NavList:
A Community Devoted to the Preservation and Practice of Celestial Navigation and Other Methods of Traditional Wayfinding
From: Örjan Sandström
Date: 2012 Mar 8, 12:04 -0800
Just an observation, Quarts crystals "age", most of that "ageing" is
done during the first few years after that they tend to stabilize, this
is well known in Amateur radio circles and I imagine is equally
important in timepieces.
2012-03-07 21:46, Zvi skrev:
> Well, one thing that went straight back to Amazon the way it came was
> that made in China Casio G-Shock DW5600E. Dark grey, muddy, low
> contrast and difficult to read LCD screen plus a rate of about -20
> seconds per month (worst case defined by Casio as + - 15 but Japanese
> and Thai made examples doing much better than that) were enough for
> me.

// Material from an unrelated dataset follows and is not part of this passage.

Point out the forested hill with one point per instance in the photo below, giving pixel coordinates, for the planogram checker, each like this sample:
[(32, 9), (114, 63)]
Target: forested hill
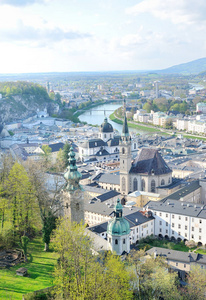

Compare that to the tiny ancient 1980s made in Japan Casio F-84W
> with its incredibly bright crisp clear screen and a rate of -8 seconds
> per month.
>
> My little experiment continues with the little Casio and the Timex
> Expedition joined also by a Polar F5 heart rate monitor, of all
> things, that appears surprisingly accurate in time keeping, and by
> another cheap and cheerful Casio F-108 WH. Rather than continually
> calculating rates, I simply plot the errors of the watches against
> days passed since setting them to GMT on a single graph paper. Will
> report progress in a future post in a couple of months.